We have therefore introduced the Control Panel, a popup window which presents a common interface on all pages and gives access to user-controlled options, including:

  • Adding and removing tracks
  • Configuring graphical displays, e.g. image size, markup options on sequence displays
  • Logging in and managing your user account
  • Uploading and managing your own data, including external DAS sources

Other changes

A few things have been left out simply because they are no longer needed. For example, we no longer include families in the search index, as the IDs change from release to release and are therefore not a reliable way to look up genes.

We have also dropped the site maps which linked to each species' genomic views, as the new navigation allows quick and easy access to the same information. A full table of contents is still available for all our online documentation.

To Come...

Unfortunately we haven't been able to port all our old views to the new code yet, so there may be some functionality missing. Please accept our apologies for their absence - we will get around to them in a release or two, and hopefully they will be better than ever. Temporarily missing views include multicontigview and unmapped features in featureview.

Technical details

Performance improvements

These have been achieved in three main ways:

  1. We have replaced our shared filesystem with shared memory using memcached.

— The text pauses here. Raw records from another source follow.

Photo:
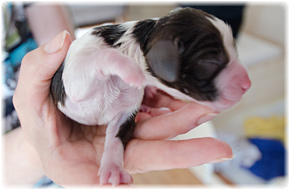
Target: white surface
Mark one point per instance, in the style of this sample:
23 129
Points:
254 50
203 172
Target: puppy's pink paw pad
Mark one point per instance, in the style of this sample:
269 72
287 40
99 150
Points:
115 176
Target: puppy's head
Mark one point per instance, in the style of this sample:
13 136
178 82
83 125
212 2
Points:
194 53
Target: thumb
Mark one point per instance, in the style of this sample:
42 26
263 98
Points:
39 66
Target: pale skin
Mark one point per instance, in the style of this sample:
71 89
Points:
70 154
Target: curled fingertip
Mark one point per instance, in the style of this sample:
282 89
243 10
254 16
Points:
56 43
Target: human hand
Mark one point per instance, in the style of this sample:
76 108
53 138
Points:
70 153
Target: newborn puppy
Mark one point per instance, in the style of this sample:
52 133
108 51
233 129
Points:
188 53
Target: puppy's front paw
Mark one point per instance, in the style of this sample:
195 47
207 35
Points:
114 176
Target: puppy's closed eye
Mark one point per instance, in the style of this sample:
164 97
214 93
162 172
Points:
206 69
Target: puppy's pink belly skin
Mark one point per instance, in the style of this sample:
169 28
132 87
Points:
233 82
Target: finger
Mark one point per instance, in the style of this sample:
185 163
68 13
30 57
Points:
161 99
172 124
38 67
144 156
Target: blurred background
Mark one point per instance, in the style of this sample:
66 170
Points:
256 127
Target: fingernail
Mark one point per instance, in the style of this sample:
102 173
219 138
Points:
56 43
222 159
206 118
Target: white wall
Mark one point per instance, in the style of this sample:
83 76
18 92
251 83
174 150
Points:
266 21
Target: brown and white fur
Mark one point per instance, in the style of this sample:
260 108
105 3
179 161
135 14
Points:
189 54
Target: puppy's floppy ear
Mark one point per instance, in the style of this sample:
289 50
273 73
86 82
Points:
163 58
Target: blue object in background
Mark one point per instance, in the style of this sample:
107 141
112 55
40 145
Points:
272 163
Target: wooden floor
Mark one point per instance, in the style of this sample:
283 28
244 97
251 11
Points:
168 177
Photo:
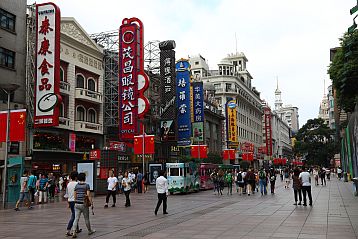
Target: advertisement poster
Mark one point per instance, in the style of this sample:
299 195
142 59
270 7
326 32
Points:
86 168
154 170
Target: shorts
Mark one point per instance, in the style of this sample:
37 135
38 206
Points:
24 195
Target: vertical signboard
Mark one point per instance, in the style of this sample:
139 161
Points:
128 88
183 102
47 79
168 91
232 124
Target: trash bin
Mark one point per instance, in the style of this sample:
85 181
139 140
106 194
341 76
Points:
355 186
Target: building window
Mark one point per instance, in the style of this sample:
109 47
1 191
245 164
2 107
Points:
80 81
91 85
92 116
7 20
80 113
7 58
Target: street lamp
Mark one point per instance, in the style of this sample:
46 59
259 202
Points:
8 89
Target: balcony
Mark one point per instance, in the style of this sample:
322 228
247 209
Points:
65 87
64 123
88 95
88 127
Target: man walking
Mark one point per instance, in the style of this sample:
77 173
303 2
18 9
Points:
305 178
162 189
111 189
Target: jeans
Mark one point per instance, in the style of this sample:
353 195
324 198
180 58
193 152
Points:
306 189
72 219
263 186
109 193
297 191
79 209
128 201
162 197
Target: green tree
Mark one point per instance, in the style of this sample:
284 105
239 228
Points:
315 142
343 71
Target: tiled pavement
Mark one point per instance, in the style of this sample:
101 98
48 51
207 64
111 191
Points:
201 215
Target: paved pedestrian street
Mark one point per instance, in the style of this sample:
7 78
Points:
201 215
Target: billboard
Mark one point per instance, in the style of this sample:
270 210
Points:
232 123
183 102
47 74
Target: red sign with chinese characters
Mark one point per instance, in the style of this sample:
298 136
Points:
47 79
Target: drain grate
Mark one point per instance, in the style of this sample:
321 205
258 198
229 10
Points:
172 222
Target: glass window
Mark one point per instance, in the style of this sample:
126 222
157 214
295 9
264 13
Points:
80 81
80 116
92 116
7 58
91 85
7 20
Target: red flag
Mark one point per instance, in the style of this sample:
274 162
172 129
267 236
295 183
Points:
138 144
17 125
3 118
149 144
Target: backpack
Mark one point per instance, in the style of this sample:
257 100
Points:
239 177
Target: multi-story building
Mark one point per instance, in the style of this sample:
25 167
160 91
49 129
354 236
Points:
233 83
330 96
287 113
81 110
13 63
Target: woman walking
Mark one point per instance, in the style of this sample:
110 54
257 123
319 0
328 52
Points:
126 183
82 190
297 186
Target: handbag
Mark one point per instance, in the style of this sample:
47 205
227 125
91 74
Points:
87 201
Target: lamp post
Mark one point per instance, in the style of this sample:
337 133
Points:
8 89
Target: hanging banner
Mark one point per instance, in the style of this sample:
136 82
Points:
198 101
232 124
183 102
47 74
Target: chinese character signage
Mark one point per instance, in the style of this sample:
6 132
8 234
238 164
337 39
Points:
183 102
47 80
232 122
133 81
198 102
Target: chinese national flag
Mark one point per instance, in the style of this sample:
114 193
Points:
149 144
17 125
138 144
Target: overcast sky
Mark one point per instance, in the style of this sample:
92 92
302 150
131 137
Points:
284 39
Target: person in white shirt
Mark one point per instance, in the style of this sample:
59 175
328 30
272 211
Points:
305 178
70 195
111 189
162 189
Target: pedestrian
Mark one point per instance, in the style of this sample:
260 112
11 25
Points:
146 182
43 186
120 177
297 186
228 180
31 184
272 180
322 175
81 191
315 175
305 178
139 182
24 192
161 185
250 178
112 182
263 181
126 183
70 194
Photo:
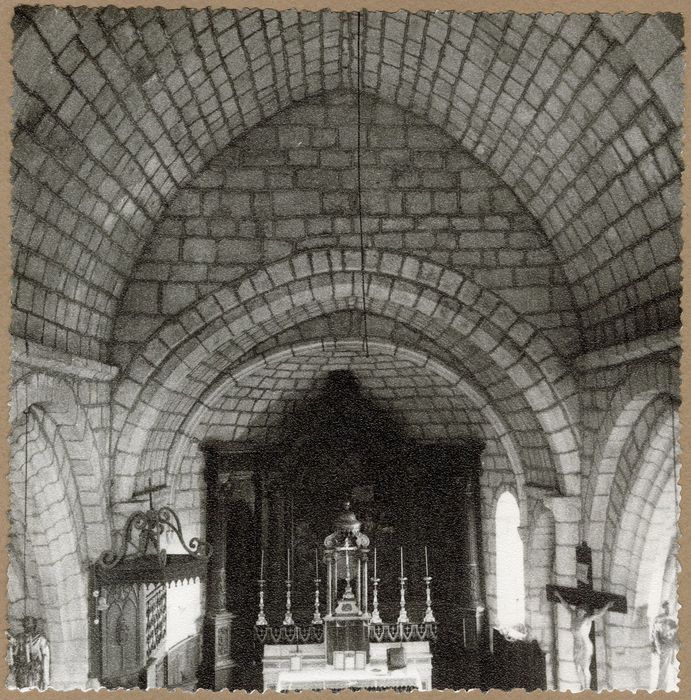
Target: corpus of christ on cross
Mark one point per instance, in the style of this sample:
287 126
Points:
585 604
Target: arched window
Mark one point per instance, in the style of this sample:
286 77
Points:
510 585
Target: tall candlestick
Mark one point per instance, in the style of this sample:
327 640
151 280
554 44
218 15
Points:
429 615
261 617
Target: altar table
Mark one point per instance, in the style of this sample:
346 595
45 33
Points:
328 678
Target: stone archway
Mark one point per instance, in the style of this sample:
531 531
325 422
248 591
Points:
237 314
628 639
57 538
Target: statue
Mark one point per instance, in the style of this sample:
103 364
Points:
581 624
28 657
665 643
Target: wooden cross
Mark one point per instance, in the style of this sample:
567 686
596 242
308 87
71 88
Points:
586 598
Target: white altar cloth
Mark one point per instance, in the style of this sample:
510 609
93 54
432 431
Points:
328 678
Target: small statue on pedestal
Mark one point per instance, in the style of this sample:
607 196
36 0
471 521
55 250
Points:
665 643
28 657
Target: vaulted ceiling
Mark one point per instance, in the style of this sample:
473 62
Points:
116 110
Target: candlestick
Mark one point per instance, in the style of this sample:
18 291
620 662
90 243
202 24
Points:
376 617
429 615
288 617
261 618
403 613
316 618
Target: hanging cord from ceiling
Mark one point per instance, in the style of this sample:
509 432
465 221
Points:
675 467
365 339
27 413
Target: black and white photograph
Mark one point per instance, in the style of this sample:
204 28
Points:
345 349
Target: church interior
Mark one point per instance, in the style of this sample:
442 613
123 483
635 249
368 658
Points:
345 349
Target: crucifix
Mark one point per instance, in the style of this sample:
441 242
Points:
586 605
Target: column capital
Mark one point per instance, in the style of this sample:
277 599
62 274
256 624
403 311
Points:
566 509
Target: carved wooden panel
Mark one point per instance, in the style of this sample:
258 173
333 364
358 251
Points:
122 653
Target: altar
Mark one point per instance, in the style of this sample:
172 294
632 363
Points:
349 646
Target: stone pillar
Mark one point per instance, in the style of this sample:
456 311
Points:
216 665
475 598
567 516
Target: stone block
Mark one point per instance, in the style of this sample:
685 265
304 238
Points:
292 203
387 137
417 203
141 297
289 228
176 297
199 250
239 250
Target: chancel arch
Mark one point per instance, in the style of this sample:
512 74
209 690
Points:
213 323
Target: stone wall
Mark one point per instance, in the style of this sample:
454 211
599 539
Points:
290 185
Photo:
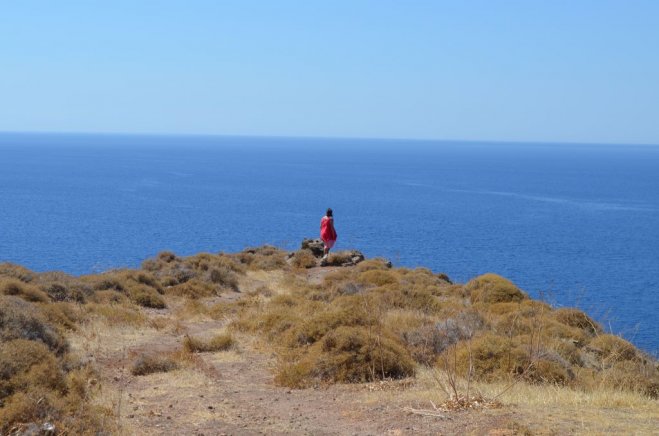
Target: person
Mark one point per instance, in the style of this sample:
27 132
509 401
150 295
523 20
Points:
327 231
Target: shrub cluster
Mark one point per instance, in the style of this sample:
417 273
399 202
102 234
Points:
39 380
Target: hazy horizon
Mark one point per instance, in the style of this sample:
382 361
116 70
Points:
564 72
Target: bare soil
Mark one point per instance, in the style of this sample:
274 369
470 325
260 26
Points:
233 393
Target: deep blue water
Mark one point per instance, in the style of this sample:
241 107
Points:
577 225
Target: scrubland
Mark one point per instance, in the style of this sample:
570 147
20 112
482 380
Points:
261 341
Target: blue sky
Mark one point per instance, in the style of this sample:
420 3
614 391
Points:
565 71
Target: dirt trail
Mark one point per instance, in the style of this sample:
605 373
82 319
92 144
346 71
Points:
233 393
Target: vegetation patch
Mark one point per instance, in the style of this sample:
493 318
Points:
221 342
147 364
492 288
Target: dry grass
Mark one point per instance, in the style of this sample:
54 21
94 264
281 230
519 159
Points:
304 259
221 342
149 364
358 324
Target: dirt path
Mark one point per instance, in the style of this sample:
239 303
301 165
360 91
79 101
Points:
233 393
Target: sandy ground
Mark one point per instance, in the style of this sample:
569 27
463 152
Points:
233 393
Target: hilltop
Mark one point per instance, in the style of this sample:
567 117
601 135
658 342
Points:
265 341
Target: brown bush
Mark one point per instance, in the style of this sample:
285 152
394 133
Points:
430 340
21 320
11 270
492 288
192 289
576 318
148 364
303 259
377 277
266 258
369 264
146 297
348 355
492 357
395 296
225 277
339 258
345 311
26 291
61 314
221 342
613 348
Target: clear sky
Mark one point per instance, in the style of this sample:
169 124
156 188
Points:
554 70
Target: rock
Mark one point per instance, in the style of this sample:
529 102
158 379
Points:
316 246
47 428
343 258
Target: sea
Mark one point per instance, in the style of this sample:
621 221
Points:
575 225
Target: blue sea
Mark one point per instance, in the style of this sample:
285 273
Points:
576 225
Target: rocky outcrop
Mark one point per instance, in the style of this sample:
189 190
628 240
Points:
316 246
343 258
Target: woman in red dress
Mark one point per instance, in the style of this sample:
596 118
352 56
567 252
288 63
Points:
327 232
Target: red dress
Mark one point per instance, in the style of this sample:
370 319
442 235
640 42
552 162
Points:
327 232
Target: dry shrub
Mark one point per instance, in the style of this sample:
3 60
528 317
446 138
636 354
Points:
395 296
21 273
428 341
576 318
36 386
149 364
27 364
221 342
348 355
62 314
109 297
370 264
492 288
21 320
340 258
193 289
224 277
266 258
548 367
492 357
166 256
303 259
116 314
377 277
145 296
632 376
613 348
345 311
262 290
63 287
26 291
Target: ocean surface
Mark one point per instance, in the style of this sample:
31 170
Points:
575 225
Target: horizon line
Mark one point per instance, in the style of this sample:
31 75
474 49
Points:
301 137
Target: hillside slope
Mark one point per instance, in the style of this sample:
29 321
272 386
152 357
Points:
260 342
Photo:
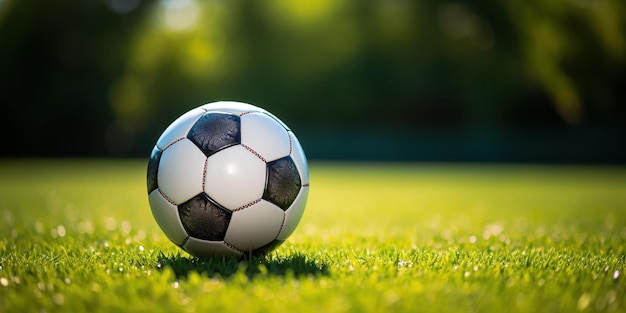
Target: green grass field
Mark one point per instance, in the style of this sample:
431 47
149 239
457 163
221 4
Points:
78 235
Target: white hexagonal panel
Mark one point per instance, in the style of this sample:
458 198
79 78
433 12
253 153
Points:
254 226
206 249
233 107
298 156
181 171
179 128
293 215
234 177
264 135
166 215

This allows us to cache a lot more content and serve it back to the user straight from memory instead of having to read from a disk or access a database.
  2. Where possible, larger page elements such as genomic images and tables of data are loaded via AJAX. This means that you get most of the page straight away - any section that needs to fetch large amounts of data will display a spinner graphic whilst you wait.
  3. Changes to the Apache configuration mean that browsers need to make fewer requests when checking for updated content.
  4. JavaScript and CSS files have been consolidated and compressed so that your browser makes fewer and smaller requests from our server.
  5. By breaking the display pages into smaller units (see "Design changes", above), it is now possible to return data more quickly - even very large genes such as Titin can be displayed without timing out.

Maintenance issues

Finally, for the benefit of ourselves as well as all the projects who use our software, we have given our drawing and image configuration code a major overhaul so that configuring graphical displays is much easier. The drawing code in particular had hardly been changed since it was first written seven years ago, so was long overdue for updating.

Now, instead of hundreds of glyphset modules and hard-coded configurations, information about track display is stored in the core database and automatically incorporated into the webcode without the need to edit half-a-dozen different files. Also, the drawing code is now pluggable like the main web code, making it even easier to configure your Ensembl-powered site to work just the way you want it.

We have also made species home pages dynamically-generated, instead of static HTML. This is mainly for the benefit of upcoming Ensembl-powered sites which will have a great many species, e.g. bacteria, but will also mean less HTML maintenance for all Ensembl sites.

Inevitably development on this scale has taken a long time, but we hope it has been worth the wait!